Does the Olympics Video Suck For You Too?

Admit it. These Olympics have been awesome so far. The mind-blowing opening ceremony. Michael Phelps. The breadth of games covered. All wrapped up in an HD bow. Too bad the online experience doesn’t even merit a bronze medal.

Let’s set aside the bone-headed decision to delay the web video coverage for popular events until after the already delayed West Coast coverage. Yes, that sucks. I’m talking more about the video player.

As we’ve written before, just getting the video from the games to your PC is an Olympic task. But all that effort is going to waste. I tried watching these Olympics online at different points throughout the weekend and just gave up to watch it on oldteevee. Here are some of the big issues:

1. Video presentation. This was supposed to be a big coming out party for Microsoft’s Silverlight. The quality is adequate, but the video doesn’t play full-screen and it fails to capture the energy and excitement, especially for events that don’t have a lot of close-ups (try watching field hockey). And the four simultaneous streams option shrinks the videos so small it’s pointless.

2. No commentary. Yeah, sure. Web video means that you can actually watch archery for the first time, but there are no announcers providing commentary, so I don’t know what’s going on. What’s happening? Why is it happening? Don’t know. This is especially bad in between matches like fencing. There is just a shot of an empty court (is that what they call it in fencing?). No indication as to what’s going on or what’s coming up.

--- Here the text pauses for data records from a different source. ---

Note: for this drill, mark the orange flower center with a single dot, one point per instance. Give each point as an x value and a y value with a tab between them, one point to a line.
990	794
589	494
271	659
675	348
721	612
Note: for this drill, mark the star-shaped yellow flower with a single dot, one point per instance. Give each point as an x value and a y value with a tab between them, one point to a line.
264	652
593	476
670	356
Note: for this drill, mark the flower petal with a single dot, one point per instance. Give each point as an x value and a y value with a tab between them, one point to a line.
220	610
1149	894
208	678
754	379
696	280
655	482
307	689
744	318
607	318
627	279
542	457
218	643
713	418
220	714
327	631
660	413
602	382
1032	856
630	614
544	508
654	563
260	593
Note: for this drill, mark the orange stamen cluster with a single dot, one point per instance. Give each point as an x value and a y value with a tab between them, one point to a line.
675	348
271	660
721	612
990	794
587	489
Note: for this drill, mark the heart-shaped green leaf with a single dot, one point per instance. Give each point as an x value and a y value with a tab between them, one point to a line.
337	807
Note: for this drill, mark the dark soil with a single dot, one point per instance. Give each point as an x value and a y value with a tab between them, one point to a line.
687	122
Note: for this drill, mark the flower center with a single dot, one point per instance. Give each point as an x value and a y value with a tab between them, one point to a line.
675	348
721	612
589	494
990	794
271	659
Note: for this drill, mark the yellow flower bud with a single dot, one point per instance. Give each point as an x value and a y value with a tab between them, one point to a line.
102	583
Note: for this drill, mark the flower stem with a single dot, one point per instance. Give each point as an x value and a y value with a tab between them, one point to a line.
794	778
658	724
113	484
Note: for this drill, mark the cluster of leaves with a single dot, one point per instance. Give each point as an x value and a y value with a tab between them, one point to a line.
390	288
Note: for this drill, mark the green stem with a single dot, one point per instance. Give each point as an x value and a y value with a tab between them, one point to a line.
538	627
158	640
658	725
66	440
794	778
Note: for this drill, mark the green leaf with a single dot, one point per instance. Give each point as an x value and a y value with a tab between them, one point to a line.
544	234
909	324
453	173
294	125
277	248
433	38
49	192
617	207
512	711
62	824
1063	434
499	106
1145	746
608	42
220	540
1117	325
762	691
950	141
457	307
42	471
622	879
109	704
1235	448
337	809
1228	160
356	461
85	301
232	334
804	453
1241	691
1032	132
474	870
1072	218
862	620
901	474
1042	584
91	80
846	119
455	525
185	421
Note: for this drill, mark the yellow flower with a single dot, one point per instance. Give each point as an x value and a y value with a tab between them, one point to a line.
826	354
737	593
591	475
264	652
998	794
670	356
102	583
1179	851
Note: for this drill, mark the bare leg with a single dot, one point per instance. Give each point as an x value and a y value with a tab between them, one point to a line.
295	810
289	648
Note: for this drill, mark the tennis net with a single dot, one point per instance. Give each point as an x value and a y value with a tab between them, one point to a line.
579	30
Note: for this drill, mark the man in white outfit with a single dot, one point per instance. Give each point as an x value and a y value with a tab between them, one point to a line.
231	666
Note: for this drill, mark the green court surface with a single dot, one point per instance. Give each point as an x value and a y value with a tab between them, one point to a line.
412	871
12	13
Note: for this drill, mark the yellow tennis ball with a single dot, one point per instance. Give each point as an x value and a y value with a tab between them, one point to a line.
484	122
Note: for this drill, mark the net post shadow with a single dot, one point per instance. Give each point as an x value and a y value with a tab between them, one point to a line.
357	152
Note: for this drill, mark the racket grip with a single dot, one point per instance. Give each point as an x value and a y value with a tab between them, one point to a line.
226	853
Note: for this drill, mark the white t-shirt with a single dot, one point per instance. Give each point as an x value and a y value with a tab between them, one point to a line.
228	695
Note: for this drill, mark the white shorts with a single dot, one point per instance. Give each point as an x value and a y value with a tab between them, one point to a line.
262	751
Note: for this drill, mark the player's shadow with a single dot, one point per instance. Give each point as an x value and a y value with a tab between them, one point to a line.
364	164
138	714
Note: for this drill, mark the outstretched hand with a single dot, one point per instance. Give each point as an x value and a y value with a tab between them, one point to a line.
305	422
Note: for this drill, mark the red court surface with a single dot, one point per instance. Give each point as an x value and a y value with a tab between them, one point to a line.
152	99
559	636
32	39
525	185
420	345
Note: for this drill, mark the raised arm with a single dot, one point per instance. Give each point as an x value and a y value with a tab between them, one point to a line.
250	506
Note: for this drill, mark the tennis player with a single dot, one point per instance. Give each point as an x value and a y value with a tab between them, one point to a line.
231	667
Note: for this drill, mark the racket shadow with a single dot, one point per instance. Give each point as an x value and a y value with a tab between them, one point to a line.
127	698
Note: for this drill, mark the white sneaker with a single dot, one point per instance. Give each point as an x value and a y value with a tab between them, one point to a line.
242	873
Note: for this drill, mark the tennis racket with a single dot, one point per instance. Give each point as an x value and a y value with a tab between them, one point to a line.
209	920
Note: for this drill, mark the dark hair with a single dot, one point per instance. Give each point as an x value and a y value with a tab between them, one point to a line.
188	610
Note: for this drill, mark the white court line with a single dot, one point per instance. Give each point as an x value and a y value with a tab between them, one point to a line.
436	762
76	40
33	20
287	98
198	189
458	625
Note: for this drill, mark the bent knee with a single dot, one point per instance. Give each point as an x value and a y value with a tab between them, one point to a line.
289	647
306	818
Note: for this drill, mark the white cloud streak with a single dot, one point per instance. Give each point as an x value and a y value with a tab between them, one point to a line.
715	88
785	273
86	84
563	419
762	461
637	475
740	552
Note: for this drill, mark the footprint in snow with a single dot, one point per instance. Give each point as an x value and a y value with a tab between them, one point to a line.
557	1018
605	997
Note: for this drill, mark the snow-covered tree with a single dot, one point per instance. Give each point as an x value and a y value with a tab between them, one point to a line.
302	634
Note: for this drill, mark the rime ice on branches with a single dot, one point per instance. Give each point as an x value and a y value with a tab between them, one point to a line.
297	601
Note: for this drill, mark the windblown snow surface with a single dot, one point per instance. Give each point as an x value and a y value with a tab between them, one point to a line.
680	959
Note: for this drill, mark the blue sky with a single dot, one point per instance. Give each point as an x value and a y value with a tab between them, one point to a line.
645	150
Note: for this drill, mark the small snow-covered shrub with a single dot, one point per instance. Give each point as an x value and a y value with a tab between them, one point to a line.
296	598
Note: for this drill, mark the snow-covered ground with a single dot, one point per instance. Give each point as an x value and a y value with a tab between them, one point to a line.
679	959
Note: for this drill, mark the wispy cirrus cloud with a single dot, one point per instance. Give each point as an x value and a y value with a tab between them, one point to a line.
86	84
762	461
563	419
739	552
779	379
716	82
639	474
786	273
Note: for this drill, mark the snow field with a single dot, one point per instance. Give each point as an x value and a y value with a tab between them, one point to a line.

"As Seen On" coverage from Day 2

"As Seen On" coverage from Day 2

3. Poor navigation. Events aren’t always labeled properly (men’s archery is listed as “Men’s Team Event”). In the “As Seen on TV” option, where you can watch the games as they were broadcast on oldteevee, there’s only one video from Day 2 (trap shooting), and six videos from Day 1. Yeah, preeeeeetty sure there were more than seven televised events over the weekend.

Unfortunately, NBC doesn’t have much incentive to change its behavior. The games have been exciting and a ratings monster for the network. NBCOlympics.com racked up 70 million pageviews on Friday, and 4.8 million people watched 3.1 million video streams on Saturday.

This could have been a golden moment for online video — too bad NBC just couldn’t stick the landing.